Mr Beddoes pushed the man behind him as the perpetrator lunged with a large knife.
For this effort and countless others, Mr Beddoes has been awarded the 2016 Australian Security Industry Awards 2016 Security Guard of the Year award.
He was was recognised out of 300 nominations and is now automatically nominated for Australia's highest security honour - the Australian Security Medal - which is a Federal Government recognition.
"I always do training scenarios with staff so that way when we are confronted with those situations it is like driving," Mr Beddoes said.
"It is just autopilot.
"The big thing is not to panic because if you panic you've lost it."

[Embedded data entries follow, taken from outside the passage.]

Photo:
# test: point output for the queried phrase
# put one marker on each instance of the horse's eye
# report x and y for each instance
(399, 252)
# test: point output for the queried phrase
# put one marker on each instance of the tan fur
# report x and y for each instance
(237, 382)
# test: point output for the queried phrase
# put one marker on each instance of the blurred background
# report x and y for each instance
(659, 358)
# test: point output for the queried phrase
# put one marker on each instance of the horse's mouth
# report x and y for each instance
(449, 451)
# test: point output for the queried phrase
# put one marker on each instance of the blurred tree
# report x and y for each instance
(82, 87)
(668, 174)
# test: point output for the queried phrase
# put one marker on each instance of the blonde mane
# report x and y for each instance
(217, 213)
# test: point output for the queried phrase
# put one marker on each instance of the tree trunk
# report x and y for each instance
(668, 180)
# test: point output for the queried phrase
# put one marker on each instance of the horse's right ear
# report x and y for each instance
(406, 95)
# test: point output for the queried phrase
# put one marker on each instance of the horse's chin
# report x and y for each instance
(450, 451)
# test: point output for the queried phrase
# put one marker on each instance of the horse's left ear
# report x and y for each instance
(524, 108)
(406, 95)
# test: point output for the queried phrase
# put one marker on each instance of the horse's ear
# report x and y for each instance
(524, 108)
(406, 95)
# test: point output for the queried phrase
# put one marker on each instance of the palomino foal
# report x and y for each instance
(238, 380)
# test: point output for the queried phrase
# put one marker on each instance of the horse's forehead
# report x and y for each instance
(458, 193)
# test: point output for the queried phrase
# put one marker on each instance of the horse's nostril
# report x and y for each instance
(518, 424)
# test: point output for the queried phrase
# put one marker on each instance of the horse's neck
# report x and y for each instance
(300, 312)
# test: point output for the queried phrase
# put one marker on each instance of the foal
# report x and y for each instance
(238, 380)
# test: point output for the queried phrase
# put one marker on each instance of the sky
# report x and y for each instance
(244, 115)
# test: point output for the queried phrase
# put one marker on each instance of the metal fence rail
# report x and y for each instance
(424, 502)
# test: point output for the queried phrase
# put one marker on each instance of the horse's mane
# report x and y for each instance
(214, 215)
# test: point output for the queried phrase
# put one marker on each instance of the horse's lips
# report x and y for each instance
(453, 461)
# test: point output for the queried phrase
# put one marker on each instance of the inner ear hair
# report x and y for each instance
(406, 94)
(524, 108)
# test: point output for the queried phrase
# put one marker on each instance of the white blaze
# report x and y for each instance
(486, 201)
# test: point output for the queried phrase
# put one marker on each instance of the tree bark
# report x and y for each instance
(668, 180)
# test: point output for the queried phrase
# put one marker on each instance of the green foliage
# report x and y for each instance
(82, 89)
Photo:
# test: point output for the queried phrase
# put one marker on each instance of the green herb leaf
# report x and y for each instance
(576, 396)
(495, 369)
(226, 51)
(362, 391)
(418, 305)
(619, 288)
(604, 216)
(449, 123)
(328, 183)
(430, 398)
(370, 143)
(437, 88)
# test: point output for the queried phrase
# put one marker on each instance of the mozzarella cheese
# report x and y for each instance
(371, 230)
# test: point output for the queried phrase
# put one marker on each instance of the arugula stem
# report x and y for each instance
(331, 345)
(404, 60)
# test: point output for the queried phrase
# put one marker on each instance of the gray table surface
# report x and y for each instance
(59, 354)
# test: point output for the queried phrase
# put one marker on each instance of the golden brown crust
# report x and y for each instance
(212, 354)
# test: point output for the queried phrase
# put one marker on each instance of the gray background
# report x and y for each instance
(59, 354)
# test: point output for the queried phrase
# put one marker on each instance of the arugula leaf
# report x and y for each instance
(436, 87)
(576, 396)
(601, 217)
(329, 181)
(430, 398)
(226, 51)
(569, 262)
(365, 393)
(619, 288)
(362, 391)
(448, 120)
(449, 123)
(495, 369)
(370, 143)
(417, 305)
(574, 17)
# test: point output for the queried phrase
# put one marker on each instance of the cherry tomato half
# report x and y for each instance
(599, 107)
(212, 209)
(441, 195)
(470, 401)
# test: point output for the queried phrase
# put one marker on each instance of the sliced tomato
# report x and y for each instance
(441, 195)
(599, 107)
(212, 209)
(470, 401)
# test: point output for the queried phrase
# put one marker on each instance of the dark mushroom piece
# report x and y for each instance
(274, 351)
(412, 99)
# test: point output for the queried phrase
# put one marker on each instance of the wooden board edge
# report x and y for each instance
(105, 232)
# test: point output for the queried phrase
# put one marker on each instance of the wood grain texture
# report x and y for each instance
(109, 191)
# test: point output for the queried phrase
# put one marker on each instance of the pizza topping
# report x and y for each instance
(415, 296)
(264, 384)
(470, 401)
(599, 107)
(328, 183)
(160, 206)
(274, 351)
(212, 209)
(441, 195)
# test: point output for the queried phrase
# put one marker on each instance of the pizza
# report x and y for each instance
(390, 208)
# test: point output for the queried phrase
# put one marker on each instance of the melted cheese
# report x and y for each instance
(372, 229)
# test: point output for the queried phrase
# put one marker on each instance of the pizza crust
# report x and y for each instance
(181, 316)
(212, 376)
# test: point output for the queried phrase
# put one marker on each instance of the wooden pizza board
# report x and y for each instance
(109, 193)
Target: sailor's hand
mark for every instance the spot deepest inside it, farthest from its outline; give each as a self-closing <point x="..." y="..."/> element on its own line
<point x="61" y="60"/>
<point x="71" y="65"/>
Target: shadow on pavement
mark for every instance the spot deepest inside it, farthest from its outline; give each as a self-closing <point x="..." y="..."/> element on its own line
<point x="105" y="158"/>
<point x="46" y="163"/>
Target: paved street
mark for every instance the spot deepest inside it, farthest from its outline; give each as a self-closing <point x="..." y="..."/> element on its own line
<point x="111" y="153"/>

Mr Beddoes was once ambushed by 12 young men after rushing to the aid of a man lying motionless on the road.
And on the same night they then used the security guard's dog, Bruno, to track down a suspect that had stabbed one of Mr Beddoes' workmates in the throat with a broken beer bottle.
"The main thing is, you think you've seen it all and the next day something else comes along," he said.
"I remember driving along Woodlark Street one night and I've seen this guy licking the door handle of the store.
"He said he liked the taste of silver.
"And back in those days we used to work guard, and old matey lunged for my gun.
"And that went from a guy licking a door handle to a major scuffle."
Mr Beddoes was prevented from entering the police force in 1995 because he had a colour vision problem, but continued with his passion for helping the community by starting his security company Meridian Protection Group Ballina in 2010.
"Prevention is better than cure and we are in a public relations role and if I can diffuse a situation that is always preferable," he said.
Not only has Mr Beddoes been behind an industry push for a proper recruitment drive and training for the security industry, but he is also very keen to change the perception about guard dogs.
He attributes his success to the endless support of his family and has just welcomed a new child into the family.